I’d spoken to my boss and said, for my next project I wanted to stick to the development, he said, “Sure, no problem, there’s a few new projects coming up, I’ll get back to you.” I was happy, it was time to get back to my technical skills and learn about a few new Java frameworks, after all technology moves fast, you don’t want to get left behind.
So, when my department head asked me for a meeting, I was excited, time to change projects I thought. We sat down, then came the bombshell, your team leader has resigned. My head was spinning, I thought “oh no” that means we’re all going to have put in extra overtime to make the deadlines. Then came the second bombshell, “and we’d like you to take over.” That was not what I’d expected, I was the youngest person in the team, I was working in a foreign country and didn’t even speak the language.
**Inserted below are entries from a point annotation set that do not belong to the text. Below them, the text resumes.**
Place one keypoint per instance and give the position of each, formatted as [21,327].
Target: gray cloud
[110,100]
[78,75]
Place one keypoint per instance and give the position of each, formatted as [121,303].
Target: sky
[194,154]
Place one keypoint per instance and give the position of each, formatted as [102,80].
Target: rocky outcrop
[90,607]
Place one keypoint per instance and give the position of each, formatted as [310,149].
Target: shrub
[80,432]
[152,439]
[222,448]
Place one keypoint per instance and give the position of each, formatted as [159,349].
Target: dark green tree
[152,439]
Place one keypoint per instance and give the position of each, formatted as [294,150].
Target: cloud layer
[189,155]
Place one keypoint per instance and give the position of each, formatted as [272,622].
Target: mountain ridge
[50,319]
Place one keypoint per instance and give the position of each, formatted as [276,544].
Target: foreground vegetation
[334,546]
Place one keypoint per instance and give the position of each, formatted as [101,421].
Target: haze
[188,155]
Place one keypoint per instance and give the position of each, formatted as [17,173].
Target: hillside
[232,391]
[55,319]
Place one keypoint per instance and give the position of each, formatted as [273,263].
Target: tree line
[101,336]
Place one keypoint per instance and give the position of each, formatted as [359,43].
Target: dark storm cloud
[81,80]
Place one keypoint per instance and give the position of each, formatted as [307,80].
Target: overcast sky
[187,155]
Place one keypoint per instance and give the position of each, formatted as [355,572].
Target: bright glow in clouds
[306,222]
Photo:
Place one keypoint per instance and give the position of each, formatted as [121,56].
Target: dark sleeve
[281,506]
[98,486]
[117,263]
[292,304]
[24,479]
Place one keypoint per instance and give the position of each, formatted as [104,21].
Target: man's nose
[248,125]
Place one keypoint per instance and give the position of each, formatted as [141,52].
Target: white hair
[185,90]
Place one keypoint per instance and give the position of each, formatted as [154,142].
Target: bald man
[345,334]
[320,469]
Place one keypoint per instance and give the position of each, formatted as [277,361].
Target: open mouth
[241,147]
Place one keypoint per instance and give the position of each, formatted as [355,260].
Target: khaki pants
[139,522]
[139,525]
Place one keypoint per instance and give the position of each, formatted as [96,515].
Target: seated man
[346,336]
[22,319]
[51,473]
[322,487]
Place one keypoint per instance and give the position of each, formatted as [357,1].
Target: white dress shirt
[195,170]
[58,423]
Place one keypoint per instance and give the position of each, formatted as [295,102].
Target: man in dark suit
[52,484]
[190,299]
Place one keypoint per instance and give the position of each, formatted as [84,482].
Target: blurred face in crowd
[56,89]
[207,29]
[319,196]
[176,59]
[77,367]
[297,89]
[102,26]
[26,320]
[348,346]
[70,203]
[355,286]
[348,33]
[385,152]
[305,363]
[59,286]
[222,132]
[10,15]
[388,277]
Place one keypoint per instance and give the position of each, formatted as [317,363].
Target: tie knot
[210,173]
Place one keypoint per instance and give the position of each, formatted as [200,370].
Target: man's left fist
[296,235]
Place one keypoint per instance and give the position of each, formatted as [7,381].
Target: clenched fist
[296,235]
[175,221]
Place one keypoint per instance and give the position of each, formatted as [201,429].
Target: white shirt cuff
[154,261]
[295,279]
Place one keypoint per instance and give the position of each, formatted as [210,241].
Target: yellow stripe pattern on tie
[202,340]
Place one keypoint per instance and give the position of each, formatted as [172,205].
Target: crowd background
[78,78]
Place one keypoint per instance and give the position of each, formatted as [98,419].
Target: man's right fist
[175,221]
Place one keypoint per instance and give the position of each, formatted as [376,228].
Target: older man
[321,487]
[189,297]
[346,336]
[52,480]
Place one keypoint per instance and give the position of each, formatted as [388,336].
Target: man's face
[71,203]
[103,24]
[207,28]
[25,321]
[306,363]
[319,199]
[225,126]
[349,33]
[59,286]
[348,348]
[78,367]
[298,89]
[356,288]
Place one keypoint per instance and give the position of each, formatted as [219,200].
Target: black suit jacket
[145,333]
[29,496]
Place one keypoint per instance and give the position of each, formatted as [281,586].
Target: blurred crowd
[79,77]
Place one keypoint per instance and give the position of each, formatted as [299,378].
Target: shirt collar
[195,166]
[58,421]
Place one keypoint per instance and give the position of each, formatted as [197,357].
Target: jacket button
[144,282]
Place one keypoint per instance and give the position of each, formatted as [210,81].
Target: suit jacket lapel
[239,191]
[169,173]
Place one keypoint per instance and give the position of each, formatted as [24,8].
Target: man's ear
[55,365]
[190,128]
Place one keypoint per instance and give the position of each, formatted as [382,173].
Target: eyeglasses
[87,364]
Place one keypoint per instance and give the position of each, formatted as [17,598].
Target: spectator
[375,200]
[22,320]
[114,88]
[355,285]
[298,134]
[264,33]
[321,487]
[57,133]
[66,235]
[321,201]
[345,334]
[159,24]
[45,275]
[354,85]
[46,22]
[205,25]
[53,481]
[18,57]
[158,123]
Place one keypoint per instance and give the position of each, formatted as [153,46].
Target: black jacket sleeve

My words failed me, I think I managed to mumble a “thank you” but what I really thought was “Do I want to be a team leader?” I thought I wanted to do some “real work”, ie get back to some coding.
I was unsure, was I up to the job? Could I lead the team? Would they think of me differently once I was their “boss”?
I took the job. At the time, it was a big step up, I needed some support, I needed some help. If you’re reading this now then perhaps you’re in a similar situation to me back then. This blog is written to help you!
As a developer here are three concrete questions:
- It’s easy for a techie/developer to underestimate his/her own skills and value to the team. If there are lots of competent project managers and consultants about it’s easy to feel like an insignificant cog in the system. But you should be prepared and answer this question right now. “Do I want to be a team leader?”
- This question may come as a surprise. Unlike a lot of professions the skills and desires of software developers vary massively with the skills needed to be a team leader or manager. By this I mean most account managers aspire to higher up management positions while most software developers aspire to be, well developers! You should ask yourself these two questions “Am I pro-active?”, “Does my team respect me and my decisions?” If the answer is yes to both of these then you’re probably on the radar of a number of managers in your company for a possible promotion in the future!
Stop, look at the questions above. Did you answer them? Really? I’d ask you to stop right now, write yourself an email (or even be old fashioned and get a pen and paper) Write the questions, write your answers. You never know what life will have to offer, but if you’re reading this article then I’m guessing you care and you probably are proactive. The first step is to decide what you want.